A July 8th report from Barclays Equity Research suggests a sea change is coming to European equity markets, and, moreover, the transition from defensive stocks to cyclical stocks is already underway. Barclays analysts Dennis Jose and colleagues argue that the rally in defensives has run its course, and that positive macroeconomic data going forward is setting the table for a rally in European cyclicals.
They outline the basis for their beliefs in the overview of the report: “we think the data surprise index could start to edge up soon. Our economists forecast global growth to accelerate from 1.7% in Q1 to 4.1% in Q4 14, the sharpest pick-up in 3 years. Moreover, there seems to be a certain element of seasonality here – the economic data seem to bottom out in July and improve thereafter. If we are right, cyclicals should outperform.”
Global economic growth likely in 2H
Barclays economists advance the argument that global economic growth in the second half of 2014 will be the strongest in the past three years. The firm’s global GDP forecast anticipates 4% plus growth in the second half of the year, relative to 2.5% in the first half.

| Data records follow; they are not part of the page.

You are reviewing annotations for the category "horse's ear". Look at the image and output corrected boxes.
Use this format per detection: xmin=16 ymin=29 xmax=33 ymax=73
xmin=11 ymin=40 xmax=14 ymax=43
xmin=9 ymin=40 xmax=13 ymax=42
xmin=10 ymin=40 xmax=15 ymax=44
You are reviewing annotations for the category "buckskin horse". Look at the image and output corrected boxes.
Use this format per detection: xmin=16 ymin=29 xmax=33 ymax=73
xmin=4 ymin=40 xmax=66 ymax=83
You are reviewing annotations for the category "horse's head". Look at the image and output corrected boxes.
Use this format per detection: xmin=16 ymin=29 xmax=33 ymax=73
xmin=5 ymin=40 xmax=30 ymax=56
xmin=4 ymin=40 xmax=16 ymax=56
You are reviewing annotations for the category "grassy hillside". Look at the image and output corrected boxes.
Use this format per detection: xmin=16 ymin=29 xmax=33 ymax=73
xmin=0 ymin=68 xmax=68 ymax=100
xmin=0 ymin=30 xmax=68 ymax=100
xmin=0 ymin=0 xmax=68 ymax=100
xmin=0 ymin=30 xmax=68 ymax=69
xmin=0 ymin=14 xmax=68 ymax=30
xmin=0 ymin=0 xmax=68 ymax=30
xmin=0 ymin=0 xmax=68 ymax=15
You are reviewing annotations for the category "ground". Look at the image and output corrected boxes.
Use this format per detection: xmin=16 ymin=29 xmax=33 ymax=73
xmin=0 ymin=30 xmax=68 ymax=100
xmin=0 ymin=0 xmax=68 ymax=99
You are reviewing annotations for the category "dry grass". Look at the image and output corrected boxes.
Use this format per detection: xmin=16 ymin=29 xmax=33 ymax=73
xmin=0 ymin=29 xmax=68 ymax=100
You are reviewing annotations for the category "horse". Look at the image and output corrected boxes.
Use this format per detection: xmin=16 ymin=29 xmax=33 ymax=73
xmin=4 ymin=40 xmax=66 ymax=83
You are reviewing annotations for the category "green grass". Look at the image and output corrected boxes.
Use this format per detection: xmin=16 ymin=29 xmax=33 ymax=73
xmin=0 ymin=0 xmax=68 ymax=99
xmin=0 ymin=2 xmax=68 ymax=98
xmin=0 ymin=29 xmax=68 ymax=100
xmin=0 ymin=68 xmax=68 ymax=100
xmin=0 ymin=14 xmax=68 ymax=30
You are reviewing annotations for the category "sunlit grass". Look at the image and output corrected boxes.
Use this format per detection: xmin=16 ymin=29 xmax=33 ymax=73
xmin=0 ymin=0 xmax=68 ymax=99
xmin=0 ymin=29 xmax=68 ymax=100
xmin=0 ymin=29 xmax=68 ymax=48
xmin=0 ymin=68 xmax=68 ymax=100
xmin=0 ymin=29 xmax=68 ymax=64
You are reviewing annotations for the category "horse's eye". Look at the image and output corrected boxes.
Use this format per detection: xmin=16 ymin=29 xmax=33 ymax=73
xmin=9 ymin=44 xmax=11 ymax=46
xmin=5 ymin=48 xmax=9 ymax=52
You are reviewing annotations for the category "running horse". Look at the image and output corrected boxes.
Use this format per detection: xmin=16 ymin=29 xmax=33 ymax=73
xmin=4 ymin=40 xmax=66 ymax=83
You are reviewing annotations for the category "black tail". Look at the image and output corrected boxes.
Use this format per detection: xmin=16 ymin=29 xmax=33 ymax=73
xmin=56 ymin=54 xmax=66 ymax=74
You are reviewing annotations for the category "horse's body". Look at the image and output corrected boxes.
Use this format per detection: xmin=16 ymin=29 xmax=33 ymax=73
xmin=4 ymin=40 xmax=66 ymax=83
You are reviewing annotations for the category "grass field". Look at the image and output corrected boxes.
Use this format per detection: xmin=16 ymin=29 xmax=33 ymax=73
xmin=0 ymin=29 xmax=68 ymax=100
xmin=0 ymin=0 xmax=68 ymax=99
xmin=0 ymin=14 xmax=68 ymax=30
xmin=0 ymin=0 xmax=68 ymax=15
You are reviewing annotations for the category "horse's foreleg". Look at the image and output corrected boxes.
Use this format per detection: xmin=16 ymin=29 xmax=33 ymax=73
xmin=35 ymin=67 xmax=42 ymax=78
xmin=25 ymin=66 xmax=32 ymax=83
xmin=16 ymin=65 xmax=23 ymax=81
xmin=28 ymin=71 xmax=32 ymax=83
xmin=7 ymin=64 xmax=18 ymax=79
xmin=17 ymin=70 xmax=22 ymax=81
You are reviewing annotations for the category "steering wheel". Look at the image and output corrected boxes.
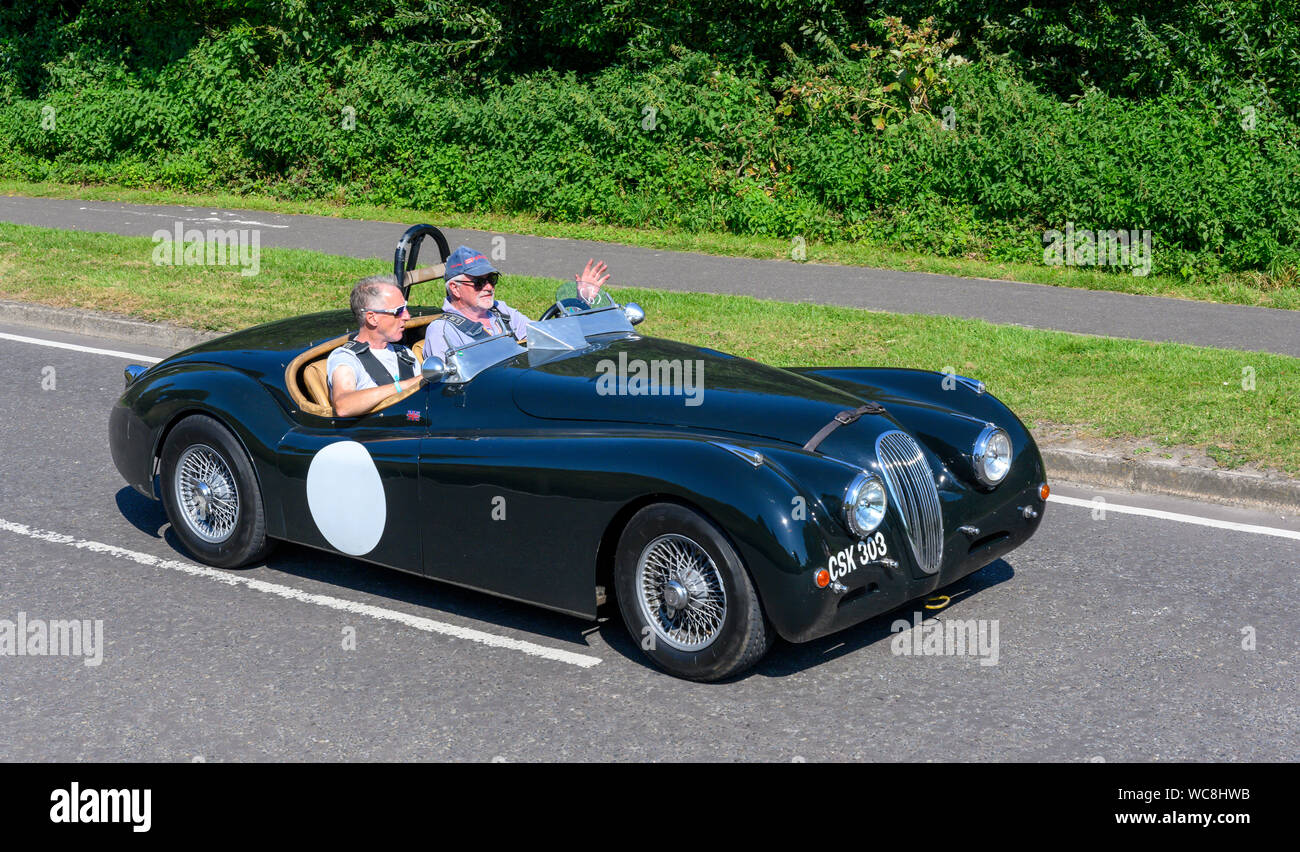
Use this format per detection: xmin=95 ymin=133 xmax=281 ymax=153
xmin=539 ymin=297 xmax=592 ymax=321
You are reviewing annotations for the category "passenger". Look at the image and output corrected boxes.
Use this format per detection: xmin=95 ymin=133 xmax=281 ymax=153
xmin=328 ymin=274 xmax=422 ymax=417
xmin=423 ymin=245 xmax=610 ymax=360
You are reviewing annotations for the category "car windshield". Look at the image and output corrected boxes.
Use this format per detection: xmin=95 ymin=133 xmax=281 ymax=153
xmin=439 ymin=286 xmax=635 ymax=383
xmin=553 ymin=280 xmax=615 ymax=314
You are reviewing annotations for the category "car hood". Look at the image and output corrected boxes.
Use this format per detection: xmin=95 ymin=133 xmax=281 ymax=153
xmin=511 ymin=336 xmax=893 ymax=445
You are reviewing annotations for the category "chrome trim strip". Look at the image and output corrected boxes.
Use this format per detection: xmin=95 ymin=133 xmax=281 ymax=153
xmin=711 ymin=442 xmax=764 ymax=467
xmin=124 ymin=364 xmax=147 ymax=389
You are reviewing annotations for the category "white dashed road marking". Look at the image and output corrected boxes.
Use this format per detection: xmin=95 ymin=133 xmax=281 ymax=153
xmin=77 ymin=205 xmax=291 ymax=228
xmin=0 ymin=518 xmax=603 ymax=669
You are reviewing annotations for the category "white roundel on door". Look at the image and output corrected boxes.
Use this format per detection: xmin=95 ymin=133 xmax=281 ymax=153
xmin=306 ymin=440 xmax=386 ymax=556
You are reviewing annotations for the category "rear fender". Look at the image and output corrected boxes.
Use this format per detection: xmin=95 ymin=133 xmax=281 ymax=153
xmin=113 ymin=363 xmax=295 ymax=537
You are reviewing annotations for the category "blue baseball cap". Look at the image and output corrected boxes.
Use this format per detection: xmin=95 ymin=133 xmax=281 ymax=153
xmin=444 ymin=245 xmax=498 ymax=280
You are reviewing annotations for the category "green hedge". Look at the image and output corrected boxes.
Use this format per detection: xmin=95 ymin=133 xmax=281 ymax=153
xmin=2 ymin=5 xmax=1297 ymax=278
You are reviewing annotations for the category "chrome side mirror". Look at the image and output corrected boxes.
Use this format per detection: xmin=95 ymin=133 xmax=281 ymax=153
xmin=421 ymin=355 xmax=448 ymax=382
xmin=623 ymin=302 xmax=645 ymax=326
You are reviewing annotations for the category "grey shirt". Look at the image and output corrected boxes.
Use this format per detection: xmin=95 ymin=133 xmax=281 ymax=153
xmin=423 ymin=298 xmax=531 ymax=362
xmin=326 ymin=343 xmax=412 ymax=392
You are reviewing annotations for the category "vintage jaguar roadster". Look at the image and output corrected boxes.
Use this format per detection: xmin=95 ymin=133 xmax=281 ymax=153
xmin=110 ymin=225 xmax=1047 ymax=680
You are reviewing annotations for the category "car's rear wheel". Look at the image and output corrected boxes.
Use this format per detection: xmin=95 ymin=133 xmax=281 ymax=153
xmin=614 ymin=503 xmax=772 ymax=681
xmin=159 ymin=414 xmax=272 ymax=568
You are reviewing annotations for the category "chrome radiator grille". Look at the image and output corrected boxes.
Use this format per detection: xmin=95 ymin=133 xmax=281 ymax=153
xmin=875 ymin=431 xmax=944 ymax=574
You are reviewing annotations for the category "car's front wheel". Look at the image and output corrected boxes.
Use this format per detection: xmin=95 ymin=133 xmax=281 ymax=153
xmin=614 ymin=503 xmax=772 ymax=681
xmin=159 ymin=414 xmax=273 ymax=568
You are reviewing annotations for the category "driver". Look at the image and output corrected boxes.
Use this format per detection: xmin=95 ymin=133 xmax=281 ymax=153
xmin=423 ymin=245 xmax=610 ymax=361
xmin=328 ymin=274 xmax=423 ymax=417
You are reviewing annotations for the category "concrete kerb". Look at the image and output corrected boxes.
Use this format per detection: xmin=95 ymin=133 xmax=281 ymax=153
xmin=4 ymin=299 xmax=1296 ymax=514
xmin=1041 ymin=447 xmax=1300 ymax=514
xmin=0 ymin=299 xmax=220 ymax=351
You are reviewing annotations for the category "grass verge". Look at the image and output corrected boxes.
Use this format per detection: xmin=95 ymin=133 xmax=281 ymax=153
xmin=4 ymin=178 xmax=1298 ymax=311
xmin=2 ymin=220 xmax=1295 ymax=473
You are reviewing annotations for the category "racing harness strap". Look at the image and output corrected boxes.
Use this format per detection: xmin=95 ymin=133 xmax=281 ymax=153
xmin=342 ymin=338 xmax=416 ymax=387
xmin=803 ymin=403 xmax=887 ymax=453
xmin=441 ymin=307 xmax=515 ymax=341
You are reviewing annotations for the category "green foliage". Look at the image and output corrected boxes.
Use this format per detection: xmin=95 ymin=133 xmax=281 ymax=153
xmin=0 ymin=1 xmax=1297 ymax=279
xmin=776 ymin=16 xmax=961 ymax=132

Of note, Jose and colleagues project the economic recovery will be broad-based. They believe economic activity will pick up in both the U.S. and Europe, and China as well. Barclays’ economists are projecting 7.4% growth for China in 2H, suggesting a growth rate of 8.5% in the last six months of the year.
Recommend miners and banks among European cyclicals
Jose et al argue investors can “find value in Miners and Banks.” With that idea in mind, the analysts added added Rio Tinto plc (ADR) (NYSE:RIO) (LON:RIO) to their European Recommended portfolio. Related to the this, they also reduced their overall weighting in defensives and took profits on their overweight in Utilities by exiting their natural gas positions.

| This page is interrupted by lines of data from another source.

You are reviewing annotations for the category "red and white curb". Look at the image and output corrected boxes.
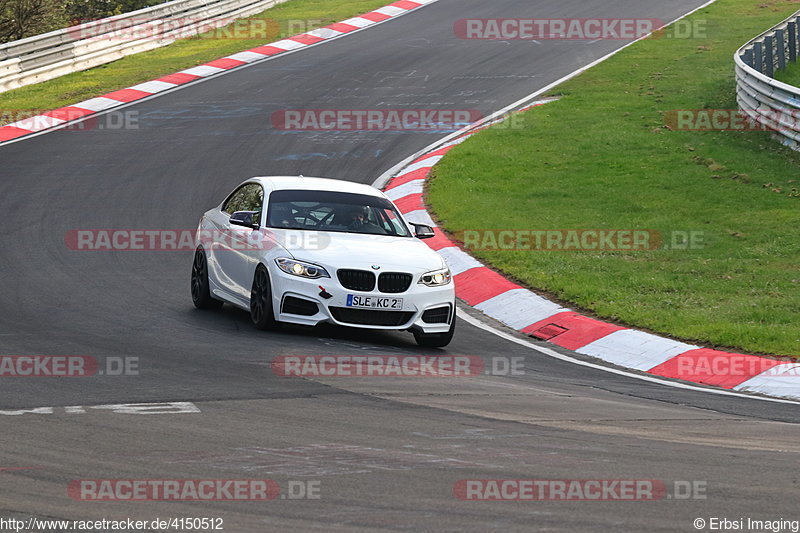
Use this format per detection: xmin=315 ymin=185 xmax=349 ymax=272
xmin=384 ymin=101 xmax=800 ymax=402
xmin=0 ymin=0 xmax=438 ymax=144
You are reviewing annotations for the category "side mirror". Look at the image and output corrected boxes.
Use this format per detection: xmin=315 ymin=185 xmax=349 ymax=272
xmin=230 ymin=211 xmax=259 ymax=229
xmin=411 ymin=223 xmax=435 ymax=239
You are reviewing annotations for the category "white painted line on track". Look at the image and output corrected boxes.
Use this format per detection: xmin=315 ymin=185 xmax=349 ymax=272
xmin=0 ymin=402 xmax=201 ymax=416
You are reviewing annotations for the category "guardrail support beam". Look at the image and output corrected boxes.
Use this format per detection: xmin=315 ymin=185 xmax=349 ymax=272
xmin=789 ymin=22 xmax=797 ymax=62
xmin=754 ymin=41 xmax=764 ymax=73
xmin=743 ymin=49 xmax=754 ymax=68
xmin=765 ymin=35 xmax=775 ymax=77
xmin=777 ymin=29 xmax=787 ymax=70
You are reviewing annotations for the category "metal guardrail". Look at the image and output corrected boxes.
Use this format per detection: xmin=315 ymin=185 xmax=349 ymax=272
xmin=0 ymin=0 xmax=288 ymax=93
xmin=735 ymin=9 xmax=800 ymax=150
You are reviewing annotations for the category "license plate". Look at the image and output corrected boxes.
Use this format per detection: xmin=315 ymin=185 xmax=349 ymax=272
xmin=346 ymin=295 xmax=403 ymax=310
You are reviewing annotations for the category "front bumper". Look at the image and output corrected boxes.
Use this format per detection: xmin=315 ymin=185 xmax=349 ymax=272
xmin=270 ymin=268 xmax=455 ymax=333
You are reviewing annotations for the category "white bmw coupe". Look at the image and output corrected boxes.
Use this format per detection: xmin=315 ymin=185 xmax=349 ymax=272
xmin=191 ymin=176 xmax=456 ymax=347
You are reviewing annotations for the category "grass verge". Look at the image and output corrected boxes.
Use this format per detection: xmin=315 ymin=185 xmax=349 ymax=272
xmin=774 ymin=48 xmax=800 ymax=85
xmin=0 ymin=0 xmax=389 ymax=123
xmin=429 ymin=0 xmax=800 ymax=356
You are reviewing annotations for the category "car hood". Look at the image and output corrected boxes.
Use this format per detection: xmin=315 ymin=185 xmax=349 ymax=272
xmin=271 ymin=230 xmax=446 ymax=272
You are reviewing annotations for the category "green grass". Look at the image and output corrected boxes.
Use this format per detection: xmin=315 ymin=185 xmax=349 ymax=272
xmin=0 ymin=0 xmax=388 ymax=122
xmin=774 ymin=51 xmax=800 ymax=85
xmin=429 ymin=0 xmax=800 ymax=357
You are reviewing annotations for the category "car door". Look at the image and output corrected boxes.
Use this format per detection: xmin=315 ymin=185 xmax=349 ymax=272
xmin=209 ymin=182 xmax=264 ymax=300
xmin=227 ymin=184 xmax=266 ymax=297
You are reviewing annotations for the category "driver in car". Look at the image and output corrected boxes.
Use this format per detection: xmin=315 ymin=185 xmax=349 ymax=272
xmin=270 ymin=204 xmax=293 ymax=228
xmin=344 ymin=206 xmax=381 ymax=233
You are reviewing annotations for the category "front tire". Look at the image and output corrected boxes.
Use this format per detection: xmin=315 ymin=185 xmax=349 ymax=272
xmin=191 ymin=248 xmax=223 ymax=310
xmin=413 ymin=315 xmax=456 ymax=348
xmin=250 ymin=265 xmax=277 ymax=330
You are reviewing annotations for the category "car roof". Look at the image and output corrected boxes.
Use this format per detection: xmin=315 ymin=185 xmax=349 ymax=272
xmin=249 ymin=176 xmax=384 ymax=197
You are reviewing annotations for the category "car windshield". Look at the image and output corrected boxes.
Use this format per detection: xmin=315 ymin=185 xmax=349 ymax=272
xmin=266 ymin=189 xmax=412 ymax=237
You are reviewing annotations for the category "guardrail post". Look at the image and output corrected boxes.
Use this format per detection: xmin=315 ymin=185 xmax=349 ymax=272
xmin=765 ymin=35 xmax=775 ymax=77
xmin=796 ymin=16 xmax=800 ymax=57
xmin=777 ymin=29 xmax=787 ymax=70
xmin=754 ymin=41 xmax=764 ymax=73
xmin=743 ymin=49 xmax=754 ymax=68
xmin=789 ymin=22 xmax=797 ymax=62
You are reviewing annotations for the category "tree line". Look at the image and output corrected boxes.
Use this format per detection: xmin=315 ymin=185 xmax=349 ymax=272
xmin=0 ymin=0 xmax=167 ymax=43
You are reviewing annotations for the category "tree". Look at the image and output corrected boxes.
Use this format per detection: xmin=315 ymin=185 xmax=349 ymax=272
xmin=0 ymin=0 xmax=166 ymax=43
xmin=63 ymin=0 xmax=164 ymax=24
xmin=63 ymin=0 xmax=118 ymax=23
xmin=0 ymin=0 xmax=66 ymax=42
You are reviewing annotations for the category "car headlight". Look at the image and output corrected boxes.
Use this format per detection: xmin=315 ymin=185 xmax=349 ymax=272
xmin=275 ymin=258 xmax=330 ymax=279
xmin=419 ymin=267 xmax=452 ymax=287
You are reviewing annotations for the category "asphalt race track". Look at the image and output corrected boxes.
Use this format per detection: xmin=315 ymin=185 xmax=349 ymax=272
xmin=1 ymin=0 xmax=799 ymax=531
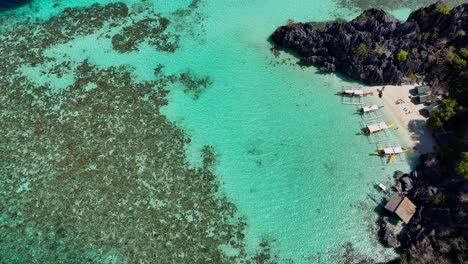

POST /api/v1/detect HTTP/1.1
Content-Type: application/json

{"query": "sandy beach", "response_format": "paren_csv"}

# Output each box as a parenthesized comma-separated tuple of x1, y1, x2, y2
(367, 84, 436, 154)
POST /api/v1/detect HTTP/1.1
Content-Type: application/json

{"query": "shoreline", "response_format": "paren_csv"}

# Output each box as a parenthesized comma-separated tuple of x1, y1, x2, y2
(366, 84, 436, 155)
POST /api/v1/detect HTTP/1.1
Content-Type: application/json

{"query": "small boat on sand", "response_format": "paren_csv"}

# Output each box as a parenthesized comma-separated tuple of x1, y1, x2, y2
(360, 122, 394, 135)
(372, 146, 410, 156)
(336, 89, 373, 97)
(359, 105, 384, 114)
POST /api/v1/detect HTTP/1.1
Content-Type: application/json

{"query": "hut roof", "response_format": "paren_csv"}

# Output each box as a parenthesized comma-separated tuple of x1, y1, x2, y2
(384, 193, 403, 212)
(418, 94, 430, 103)
(395, 197, 417, 224)
(423, 102, 440, 113)
(416, 85, 431, 94)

The analysts offer some insight into their preference for miners and banks among European cyclicals below. “The reason why we prefer the Banks and Materials (particularly the Miners) to Discretionary and Industrials within the cyclicals comes back to our preference for “value”. The Discretionary and Industrials sectors are together trading near the peak multiples seen in the previous two cycles. Therefore they already looking to have somewhat priced in economic recovery. The financials and miners, on the other hand haven’t (Figure 7). In fact,the gap in valuation to their cyclical brethren is near the widest levels seen since 1996.”